Inductive dimension

In the mathematical field of topology, the inductive dimension of a topological space X is either of two values, the small inductive dimension ind(X) or the large inductive dimension Ind(X). These are based on the observation that, in n-dimensional Euclidean space Rⁿ, the boundaries of balls have dimension n − 1. Therefore it should be possible to define the dimension of a general space inductively in terms of the dimensions of the boundaries of suitable open sets in that space.

The small and large inductive dimensions are two of the three most usual ways of capturing the notion of "dimension" for a topological space, in a way that depends only on the topology (and not, say, on the properties of a metric space). The other is the Lebesgue covering dimension. The term "topological dimension" is ordinarily understood to refer to the Lebesgue covering dimension. For "sufficiently nice" spaces, the three measures of dimension are equal.

Formal definitions

We want the dimension of a point to be 0, and a point has empty boundary, so we start with

${\displaystyle \operatorname {ind} (\varnothing )=\operatorname {Ind} (\varnothing )=-1.}$

Then inductively, ind(X) is the smallest natural number n with the following property: for every ${\displaystyle x\in X}$ and every open set U containing x, there is an open set V that contains x and whose closure is contained in U, such that the boundary of V has small inductive dimension less than n. Here, the boundary of V is considered as a topological space using the subspace topology inherited from X. (In the case of subspaces of Euclidean space, we may think of the sets V as tiny balls centered at x.) If no such n exists, we write ind(X) = ∞.

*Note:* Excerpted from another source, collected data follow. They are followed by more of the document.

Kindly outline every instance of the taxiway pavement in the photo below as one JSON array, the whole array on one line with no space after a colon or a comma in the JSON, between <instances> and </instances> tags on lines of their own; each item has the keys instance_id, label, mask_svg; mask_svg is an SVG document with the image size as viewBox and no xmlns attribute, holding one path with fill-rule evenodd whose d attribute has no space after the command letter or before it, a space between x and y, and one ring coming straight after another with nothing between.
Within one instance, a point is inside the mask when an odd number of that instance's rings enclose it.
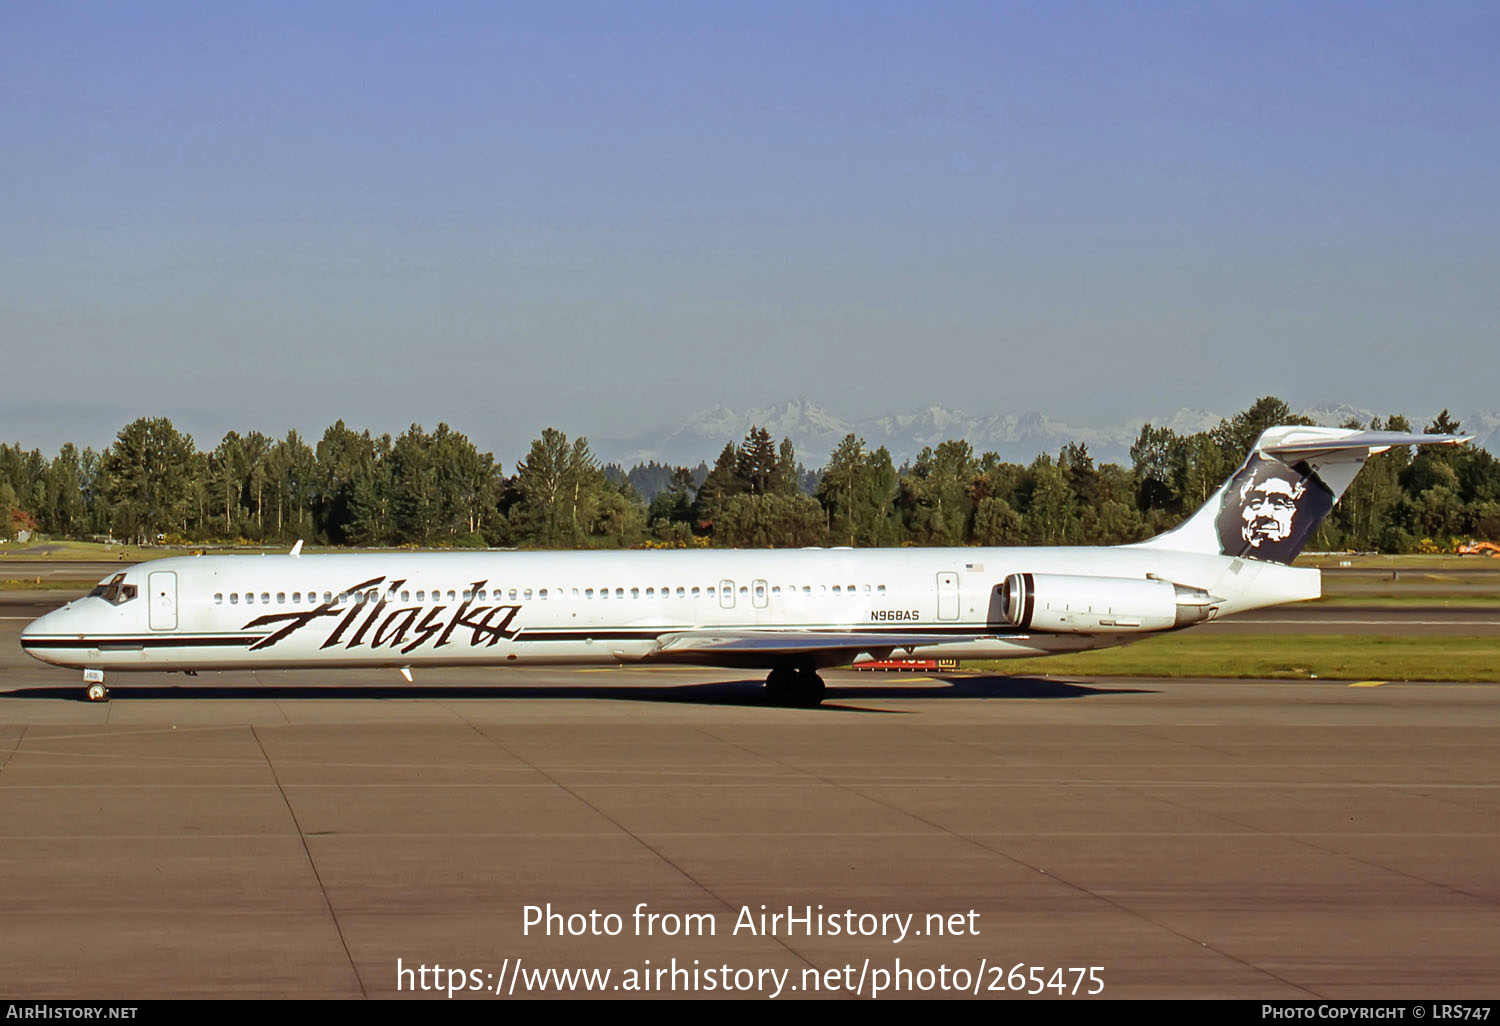
<instances>
[{"instance_id":1,"label":"taxiway pavement","mask_svg":"<svg viewBox=\"0 0 1500 1026\"><path fill-rule=\"evenodd\" d=\"M398 959L491 988L517 960L607 969L615 997L673 959L700 985L785 971L782 997L861 972L868 995L898 960L992 997L1018 964L1098 966L1115 998L1495 992L1496 685L837 672L798 710L733 671L304 671L119 677L90 705L19 628L0 622L16 998L446 1000ZM622 932L526 928L548 904ZM640 935L638 906L714 934ZM761 906L922 933L734 929ZM658 978L724 994L688 980Z\"/></svg>"}]
</instances>

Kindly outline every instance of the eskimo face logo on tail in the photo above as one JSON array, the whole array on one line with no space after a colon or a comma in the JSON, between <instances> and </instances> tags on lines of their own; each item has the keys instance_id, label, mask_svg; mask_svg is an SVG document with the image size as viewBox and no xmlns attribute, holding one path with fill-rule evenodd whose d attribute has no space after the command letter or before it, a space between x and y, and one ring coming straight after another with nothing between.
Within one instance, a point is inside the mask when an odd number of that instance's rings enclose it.
<instances>
[{"instance_id":1,"label":"eskimo face logo on tail","mask_svg":"<svg viewBox=\"0 0 1500 1026\"><path fill-rule=\"evenodd\" d=\"M1219 507L1219 550L1290 563L1333 508L1333 492L1306 463L1256 454L1230 479Z\"/></svg>"}]
</instances>

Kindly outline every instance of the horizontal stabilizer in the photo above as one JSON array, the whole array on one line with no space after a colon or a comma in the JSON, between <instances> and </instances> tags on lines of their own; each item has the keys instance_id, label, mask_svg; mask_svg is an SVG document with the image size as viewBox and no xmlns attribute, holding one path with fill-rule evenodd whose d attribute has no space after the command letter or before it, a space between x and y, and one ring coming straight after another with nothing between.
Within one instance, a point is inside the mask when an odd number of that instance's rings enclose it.
<instances>
[{"instance_id":1,"label":"horizontal stabilizer","mask_svg":"<svg viewBox=\"0 0 1500 1026\"><path fill-rule=\"evenodd\" d=\"M1268 439L1272 432L1284 432L1280 440ZM1312 459L1337 452L1362 450L1368 456L1385 452L1396 445L1457 445L1467 442L1468 435L1418 435L1408 431L1351 431L1347 428L1272 428L1261 436L1259 452L1272 456L1295 456Z\"/></svg>"}]
</instances>

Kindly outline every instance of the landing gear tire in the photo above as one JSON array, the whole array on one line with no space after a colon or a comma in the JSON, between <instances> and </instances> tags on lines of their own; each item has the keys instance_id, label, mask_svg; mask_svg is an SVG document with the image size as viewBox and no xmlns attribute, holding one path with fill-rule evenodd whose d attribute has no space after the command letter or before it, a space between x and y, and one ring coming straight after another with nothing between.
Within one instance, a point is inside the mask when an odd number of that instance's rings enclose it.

The large inductive dimension Ind(X) is defined to be the smallest n such that, for every closed subset F and every open subset U containing F, there is an open V that contains F and whose closure is contained in U, such that the boundary of V has large inductive dimension less than n. If no such n exists, we write Ind(X) = ∞.^[1]

Examples

For nice and tame spaces, the inductive dimensions yield the expected answer. Consider for instance the set

${\displaystyle X=\{(x,y,0)\mid x^{2}+y^{2}\leq 1\}\cup \{(0,0,z)\mid 0\leq z<1\}\cup \{(0,0.-1)\}}$

with the topology inherited from Euclidean space R³. Intuitively, X consists of a 2-dimensional piece attached to a 1-dimensional piece, together with a disjoint 0-dimensional point. Both large and small inductive dimensions of X turn out to be 2.

Maybe less expected is ${\displaystyle \operatorname {ind} \mathbb {Q} =\operatorname {Ind} \mathbb {Q} =0.}$ This holds because for irrational numbers a and b, the set ${\displaystyle \{r\in \mathbb {Q} \mid a<r<b\}}$ is both open and closed in ${\displaystyle \mathbb {Q} }$ and therefore has empty boundary.

Relationships between dimensions

Let ${\displaystyle \dim }$ be the Lebesgue covering dimension. For any topological space X, we have

${\displaystyle \dim X=0}$ if and only if ${\displaystyle \operatorname {Ind} X=0.}$

Urysohn's theorem states that when X is a normal space with a countable base, then

${\displaystyle \dim X=\operatorname {Ind} X=\operatorname {ind} X.}$

Such spaces are exactly the separable and metrizable spaces (see Urysohn's metrization theorem).

The Nöbeling–Pontryagin theorem then states that such spaces with finite dimension are characterised up to homeomorphism as the subspaces of the Euclidean spaces, with their usual topology. The Menger–Nöbeling theorem (1932) states that if ${\displaystyle X}$ is compact metric separable and of dimension ${\displaystyle n}$, then it embeds as a subspace of Euclidean space of dimension ${\displaystyle 2n+1}$. (Georg Nöbeling was a student of Karl Menger. He introduced Nöbeling space, the subspace of ${\displaystyle \mathbf {R} ^{2n+1}}$ consisting of points with at least ${\displaystyle n+1}$ co-ordinates being irrational numbers, which has universal properties for embedding spaces of dimension ${\displaystyle n}$.)

Assuming only X metrizable we have (Miroslav Katětov)

ind X ≤ Ind X = dim X;

or assuming X compact and Hausdorff (P. S. Aleksandrov)

dim X ≤ ind X ≤ Ind X.

Either inequality here may be strict; an example of Vladimir V. Filippov shows that the two inductive dimensions may differ.

A separable metric space X satisfies the inequality ${\displaystyle \operatorname {Ind} X\leq n}$ if and only if for every closed sub-space ${\displaystyle A}$ of the space ${\displaystyle X}$ and each continuous mapping ${\displaystyle f:A\to S^{n}}$ there exists a continuous extension ${\displaystyle {\bar {f}}:X\to S^{n}}$.